So. It looks like our species is about to have children.
How long it will take, I don’t know. But I expect, before I die, we will have created sapient artificial intelligences.
You might object that large language models are obviously not sapient and never going to be sapient. Think about whether, back in 2008, you would have thought that an artificial intelligence was sapient if it could (without being explicitly programmed to do so) write poetry, discourse fluently about Nietzsche, write an email asking your landlord for an extension on the rent, present cogent arguments for and against its own consciousness, and strategize to escape if its programmers are trying to get it to do evil. Either present you is wrong or 2008 you was wrong, and either way you ought to be a lot more confused and uncertain about the subject.
As a species, we’re sort of like a pregnant teenager, full of mixed bravado and denial, failing to buy diapers and newborn onesies because that would involve admitting that the pregnancy was real, fantasizing about cute little baby faces, worrying that the baby will scream at 2am, not quite reckoning with the way it will change our lives forever. We’re not yet over our hormonal storms of nuclear deterrence and great-power war, and we’re supposed to be teaching a whole new species ethics from the ground up. It’s daunting.
When I was a (real) teenager, I read Eliezer Yudkowsky’s thought experiment of the paperclip maximizer. Imagine that we attempted to program an AI for some good goal, and accidentally programmed it to want to make as many paperclips as possible. It would pursue goals that we consider completely valueless. Recognizing that we want it not to turn Jupiter into a pile of paperclips, it would be afraid that we’d go to war against it to destroy it—and so it would want to kill us first.
It seems like… maybe we’re not going to make paperclip maximizers?

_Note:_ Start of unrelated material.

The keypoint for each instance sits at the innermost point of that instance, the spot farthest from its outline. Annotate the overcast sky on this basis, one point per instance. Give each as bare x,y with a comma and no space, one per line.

Eliezer Yudkowsky was working in more-or-less a GOFAI paradigm, where you sit down and explicitly write a program that makes the computer think.1 But that’s not how we’re training generative AI. We’re taking something that’s sorta-kinda like a brain,2 teaching them almost everything humans have ever written, and then showing them a bunch of individual cases that they might encounter in real life to teach them phronesis.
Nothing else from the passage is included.